A rearward-facing child car seat must not be used in the front seat where there is an active airbag. Remember to choose the biggest and strongest child to go in the front. Think carefully about driving with a child in the front seat – even in the forward position. A child, even in a child car seat. Does not replicate (copy) the typical position of an adult in the passenger seat.

8. Does my car have the ISOFIX or i-Size system?

Check if your vehicle(s) has an ISOFIX system suitable for the seat.

Some seats have a ‘foot’ that extends to the vehicle floor for stability. If this is the case. Check that it does not rest on the cover of an underfloor compartment. They provide increased support for the child’s head and neck. They provide better side-impact protection in the event of collisions.

Rear Facing for longer

An i-SIZE seat also allows your child to stay rear-facing for much longer. Up to 15 months in a rearward-facing baby seat. The categories of these seats is based on height and size rather than height and weight. Both i-Size (Regulation 129) and Regulation R4403/04 (referred to earlier under ‘Law’) are both legal for use. And will run alongside each other until the R4403/04 is phased out.
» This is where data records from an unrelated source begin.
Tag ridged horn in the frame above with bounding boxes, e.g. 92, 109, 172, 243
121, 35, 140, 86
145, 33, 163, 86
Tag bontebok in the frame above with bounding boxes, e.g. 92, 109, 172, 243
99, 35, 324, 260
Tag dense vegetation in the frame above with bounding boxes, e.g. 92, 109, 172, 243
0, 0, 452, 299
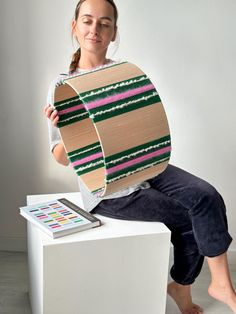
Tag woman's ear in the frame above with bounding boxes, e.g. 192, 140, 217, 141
111, 26, 117, 41
71, 19, 76, 34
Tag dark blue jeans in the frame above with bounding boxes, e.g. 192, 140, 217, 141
92, 165, 232, 285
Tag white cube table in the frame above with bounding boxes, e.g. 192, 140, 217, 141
27, 193, 170, 314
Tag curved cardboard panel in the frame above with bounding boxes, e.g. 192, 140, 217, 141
54, 62, 171, 196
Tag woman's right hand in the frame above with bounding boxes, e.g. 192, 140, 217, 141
43, 104, 59, 126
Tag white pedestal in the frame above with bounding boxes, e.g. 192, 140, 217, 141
27, 193, 170, 314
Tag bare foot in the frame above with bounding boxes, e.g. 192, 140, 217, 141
167, 281, 203, 314
208, 284, 236, 314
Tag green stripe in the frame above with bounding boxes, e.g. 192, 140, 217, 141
105, 135, 170, 164
89, 91, 161, 123
59, 109, 89, 122
80, 75, 151, 103
67, 142, 100, 157
57, 114, 89, 128
59, 108, 87, 120
74, 158, 104, 176
69, 147, 102, 162
54, 95, 82, 110
106, 152, 170, 180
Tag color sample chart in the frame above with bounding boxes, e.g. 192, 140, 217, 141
28, 201, 90, 232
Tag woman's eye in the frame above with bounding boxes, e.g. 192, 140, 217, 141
101, 23, 110, 27
83, 20, 91, 24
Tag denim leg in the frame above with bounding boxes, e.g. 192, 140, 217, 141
93, 165, 232, 284
150, 165, 232, 257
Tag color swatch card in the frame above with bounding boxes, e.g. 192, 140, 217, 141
20, 198, 101, 238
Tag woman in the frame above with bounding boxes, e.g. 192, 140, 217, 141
44, 0, 236, 314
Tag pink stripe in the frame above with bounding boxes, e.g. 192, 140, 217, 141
58, 105, 84, 116
85, 84, 155, 109
72, 153, 103, 166
106, 146, 171, 174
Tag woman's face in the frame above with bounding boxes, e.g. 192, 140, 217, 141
72, 0, 116, 55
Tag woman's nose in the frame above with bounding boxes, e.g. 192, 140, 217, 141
90, 23, 99, 35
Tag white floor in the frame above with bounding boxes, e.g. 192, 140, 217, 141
166, 263, 236, 314
0, 252, 236, 314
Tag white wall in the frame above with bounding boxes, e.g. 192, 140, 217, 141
0, 0, 236, 250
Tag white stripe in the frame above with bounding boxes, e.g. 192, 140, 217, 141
70, 145, 101, 157
106, 140, 170, 165
56, 97, 82, 108
105, 157, 169, 184
90, 92, 158, 119
59, 111, 88, 122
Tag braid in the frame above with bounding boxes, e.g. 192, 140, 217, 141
69, 48, 80, 74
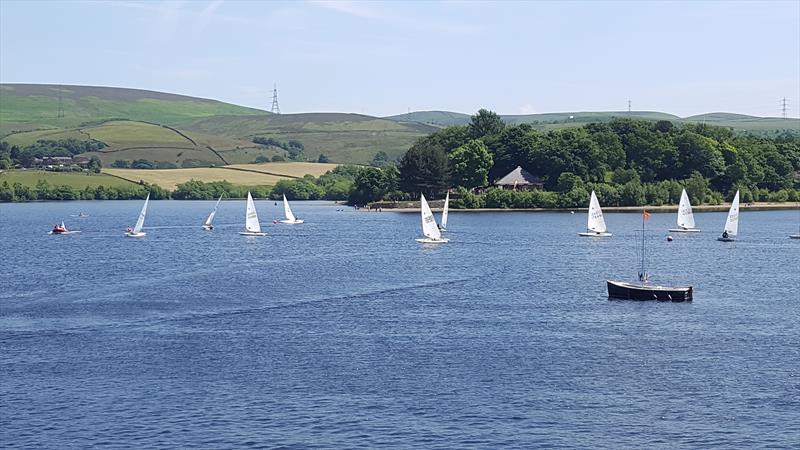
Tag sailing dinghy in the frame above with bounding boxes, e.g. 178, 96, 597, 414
416, 194, 450, 244
125, 192, 150, 237
203, 195, 222, 231
278, 194, 303, 225
717, 191, 739, 242
239, 191, 267, 236
669, 189, 700, 233
606, 211, 693, 302
578, 191, 611, 237
439, 191, 450, 231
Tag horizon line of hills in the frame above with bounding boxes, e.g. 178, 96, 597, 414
0, 83, 800, 126
0, 83, 800, 167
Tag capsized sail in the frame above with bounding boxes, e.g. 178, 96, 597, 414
244, 191, 261, 233
133, 192, 150, 233
678, 189, 695, 228
586, 191, 607, 233
442, 191, 450, 230
420, 194, 442, 239
724, 191, 739, 236
283, 194, 297, 222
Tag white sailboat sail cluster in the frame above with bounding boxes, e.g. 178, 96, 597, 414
125, 192, 150, 237
203, 195, 222, 231
578, 191, 611, 237
239, 191, 267, 236
441, 191, 450, 231
279, 194, 303, 225
669, 189, 700, 233
416, 195, 450, 244
717, 191, 739, 242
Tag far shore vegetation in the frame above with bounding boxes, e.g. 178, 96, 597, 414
0, 110, 800, 208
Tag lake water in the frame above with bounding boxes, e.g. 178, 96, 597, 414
0, 201, 800, 448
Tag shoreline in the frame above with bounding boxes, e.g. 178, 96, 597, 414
358, 202, 800, 213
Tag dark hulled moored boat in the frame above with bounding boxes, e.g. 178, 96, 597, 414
606, 211, 692, 302
606, 280, 692, 302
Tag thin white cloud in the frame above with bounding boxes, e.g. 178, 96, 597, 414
309, 0, 383, 19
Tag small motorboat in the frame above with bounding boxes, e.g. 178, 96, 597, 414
48, 220, 80, 234
606, 211, 693, 302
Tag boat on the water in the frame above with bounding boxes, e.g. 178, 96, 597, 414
578, 191, 611, 237
203, 195, 222, 231
239, 191, 267, 236
416, 194, 450, 244
669, 189, 700, 233
717, 191, 739, 242
439, 191, 450, 231
49, 220, 80, 234
606, 211, 693, 302
125, 192, 150, 237
278, 194, 303, 225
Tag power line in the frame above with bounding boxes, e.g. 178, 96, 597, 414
272, 84, 281, 114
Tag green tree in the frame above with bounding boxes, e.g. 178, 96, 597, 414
448, 139, 493, 189
399, 140, 449, 197
469, 108, 506, 139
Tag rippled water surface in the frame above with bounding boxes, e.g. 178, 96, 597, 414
0, 201, 800, 448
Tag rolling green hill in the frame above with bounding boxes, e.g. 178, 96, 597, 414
0, 84, 436, 166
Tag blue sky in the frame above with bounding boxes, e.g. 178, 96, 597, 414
0, 0, 800, 117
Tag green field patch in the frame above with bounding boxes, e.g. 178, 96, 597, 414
83, 120, 194, 147
0, 170, 138, 189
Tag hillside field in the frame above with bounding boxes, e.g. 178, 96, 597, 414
0, 170, 138, 189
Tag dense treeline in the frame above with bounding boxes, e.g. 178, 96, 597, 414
0, 180, 170, 202
382, 110, 800, 207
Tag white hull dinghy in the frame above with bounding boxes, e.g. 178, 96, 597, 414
125, 192, 150, 237
239, 191, 267, 236
416, 194, 450, 244
578, 191, 611, 237
278, 194, 303, 225
669, 189, 700, 233
439, 191, 450, 231
717, 191, 739, 242
203, 195, 222, 231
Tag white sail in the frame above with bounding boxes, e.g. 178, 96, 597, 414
725, 191, 739, 236
133, 192, 150, 233
283, 194, 297, 222
678, 189, 695, 228
586, 191, 607, 233
244, 192, 261, 233
442, 191, 450, 230
203, 195, 222, 226
420, 195, 442, 239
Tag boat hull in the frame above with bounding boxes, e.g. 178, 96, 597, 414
606, 280, 692, 302
239, 231, 267, 236
415, 238, 450, 244
578, 231, 611, 237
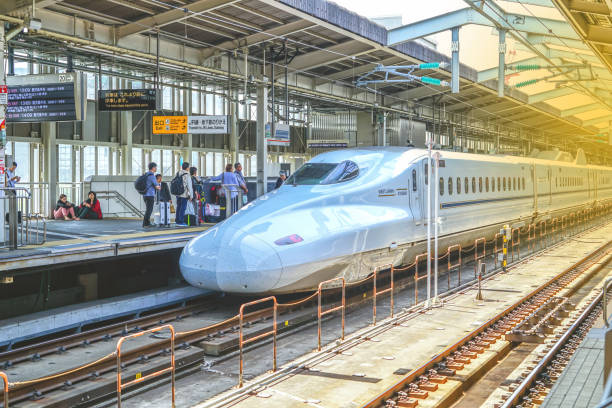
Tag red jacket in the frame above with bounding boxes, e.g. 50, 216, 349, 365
81, 199, 102, 220
91, 200, 102, 220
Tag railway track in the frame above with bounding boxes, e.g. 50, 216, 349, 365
0, 212, 608, 406
365, 241, 612, 408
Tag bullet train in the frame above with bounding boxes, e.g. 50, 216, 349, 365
180, 147, 612, 294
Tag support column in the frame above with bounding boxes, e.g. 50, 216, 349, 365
257, 78, 268, 197
40, 122, 57, 215
497, 30, 506, 98
229, 91, 240, 163
451, 27, 459, 93
0, 24, 7, 243
183, 82, 192, 167
119, 112, 132, 176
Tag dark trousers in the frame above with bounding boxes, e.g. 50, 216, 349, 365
175, 197, 187, 224
142, 196, 155, 227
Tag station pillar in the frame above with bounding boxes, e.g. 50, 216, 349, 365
256, 77, 268, 197
40, 122, 57, 215
229, 91, 239, 165
119, 112, 132, 176
0, 24, 6, 243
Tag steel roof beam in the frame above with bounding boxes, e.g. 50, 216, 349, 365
289, 40, 373, 71
527, 87, 576, 105
202, 20, 315, 58
582, 115, 612, 126
559, 103, 605, 118
387, 2, 578, 45
117, 0, 239, 38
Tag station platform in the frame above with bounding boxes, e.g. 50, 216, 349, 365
0, 219, 213, 272
195, 224, 612, 408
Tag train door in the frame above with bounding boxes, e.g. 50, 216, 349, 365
408, 165, 423, 223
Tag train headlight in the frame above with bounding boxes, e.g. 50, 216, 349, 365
274, 234, 304, 245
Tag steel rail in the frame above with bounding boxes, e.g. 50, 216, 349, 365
363, 237, 612, 408
500, 270, 607, 408
2, 210, 608, 400
0, 297, 212, 366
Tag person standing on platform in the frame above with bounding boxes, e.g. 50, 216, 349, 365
234, 163, 249, 204
176, 162, 193, 227
274, 170, 287, 190
142, 162, 161, 228
6, 162, 21, 194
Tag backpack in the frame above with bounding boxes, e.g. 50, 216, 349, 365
170, 173, 185, 195
134, 173, 148, 195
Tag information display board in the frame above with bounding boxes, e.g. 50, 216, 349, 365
6, 72, 86, 122
266, 123, 291, 146
98, 89, 157, 111
306, 139, 349, 149
187, 115, 229, 135
153, 116, 187, 135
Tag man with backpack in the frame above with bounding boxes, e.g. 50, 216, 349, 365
134, 162, 160, 228
170, 162, 193, 227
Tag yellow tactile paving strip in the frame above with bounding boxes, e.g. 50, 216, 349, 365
196, 225, 612, 408
22, 224, 215, 249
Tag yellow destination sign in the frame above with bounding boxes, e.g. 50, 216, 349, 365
153, 116, 187, 135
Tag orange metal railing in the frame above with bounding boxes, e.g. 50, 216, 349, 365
510, 228, 521, 262
474, 237, 487, 277
446, 244, 462, 289
414, 253, 430, 305
372, 264, 394, 324
238, 296, 278, 387
527, 224, 536, 253
538, 221, 548, 249
0, 371, 9, 408
115, 324, 176, 408
317, 277, 346, 351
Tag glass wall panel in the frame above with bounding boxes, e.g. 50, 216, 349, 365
83, 146, 96, 179
57, 144, 72, 182
132, 147, 143, 176
98, 146, 110, 176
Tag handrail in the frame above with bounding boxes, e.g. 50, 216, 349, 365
317, 276, 346, 351
446, 244, 463, 289
0, 371, 9, 408
414, 253, 430, 305
115, 324, 176, 408
97, 190, 144, 217
238, 296, 278, 388
372, 264, 394, 325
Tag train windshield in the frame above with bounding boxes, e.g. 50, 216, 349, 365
285, 160, 359, 186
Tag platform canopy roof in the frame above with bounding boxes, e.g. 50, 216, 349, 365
0, 0, 612, 147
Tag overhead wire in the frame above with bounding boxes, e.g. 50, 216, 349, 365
56, 0, 604, 140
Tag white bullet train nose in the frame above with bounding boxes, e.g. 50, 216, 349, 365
179, 225, 283, 293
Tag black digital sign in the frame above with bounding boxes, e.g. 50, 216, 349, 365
6, 82, 77, 122
98, 89, 156, 111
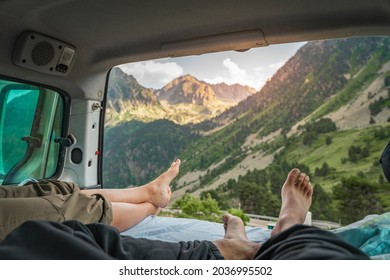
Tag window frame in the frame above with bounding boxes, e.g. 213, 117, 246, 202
0, 75, 71, 185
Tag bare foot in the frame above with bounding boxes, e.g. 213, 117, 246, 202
145, 159, 181, 208
214, 214, 260, 260
271, 168, 313, 236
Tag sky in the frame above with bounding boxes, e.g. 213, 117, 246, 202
120, 42, 305, 90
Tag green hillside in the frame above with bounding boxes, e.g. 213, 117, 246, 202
104, 37, 390, 223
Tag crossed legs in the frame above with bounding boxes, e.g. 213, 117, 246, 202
82, 159, 181, 231
214, 168, 313, 260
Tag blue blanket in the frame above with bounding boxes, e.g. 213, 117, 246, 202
122, 212, 390, 260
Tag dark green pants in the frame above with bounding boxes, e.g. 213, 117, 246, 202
0, 180, 112, 240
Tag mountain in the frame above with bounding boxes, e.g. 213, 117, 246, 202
156, 75, 218, 106
105, 67, 165, 127
106, 37, 390, 222
210, 83, 256, 103
106, 71, 255, 127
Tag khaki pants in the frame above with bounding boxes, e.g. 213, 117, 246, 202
0, 180, 112, 240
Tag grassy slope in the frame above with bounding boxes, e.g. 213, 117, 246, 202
286, 124, 390, 191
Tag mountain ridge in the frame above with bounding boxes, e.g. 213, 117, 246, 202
106, 71, 256, 127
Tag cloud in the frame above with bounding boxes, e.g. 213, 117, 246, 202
120, 60, 183, 89
204, 58, 264, 89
 9. Should I buy a second-hand car seat?

It is better to buy a new car seat. However, if you decide to buy a second-hand car seat, you need to be aware of certain risks and ask some important questions. For example: How old is the seat? Generally, manufacturers recommend use of car seats for no more than 5 years due to wear and tear and possible weakened parts. Check the manufacturer manual for advice.

Has the seat ever been in a crash?

You should be satisfied about the history of the child car seat. Damage might not be visible, so you should inspect it thoroughly and make sure the frame has not been weakened or damaged. If there was more than bumper damage caused to the car, you should consider replacing the child car seat. Are there parts missing? You should be certain that all the parts required to fit the seat safely are there and intact – for example, lock-off clips, tensioning wheels, and so on. Does it meet the EU standards? You should investigate whether the seat conforms to EU standards. Remember to look for the E-mark.

Will it fit my car?

You should also be certain that the seat it suitable for your child and is compatible with your car. Does it still have the manual and fitting instructions? You should make sure that the seat comes with a manufacturer’s manual and fitting instructions.

10. If it was involved in a crash, has it been inspected thoroughly?

A car seat which has been involved in a crash should be carefully inspected and if there was more than bumper damage caused to the car, you should consider buying a new seat. Damage or weakened points may not be visible and the child car seat may not perform as well as it should in a collision.

Premature and low birth-weight babies

If you have a premature or low birth-weight baby. Ask the hospital to assess if it is safe for the baby to travel in a baby seat. If you are in any doubt at all about your child travelling in the car. Consult the hospital or your GP for further advice.

All information is accordance with the Road Safety Authority of Ireland and the European Union laws.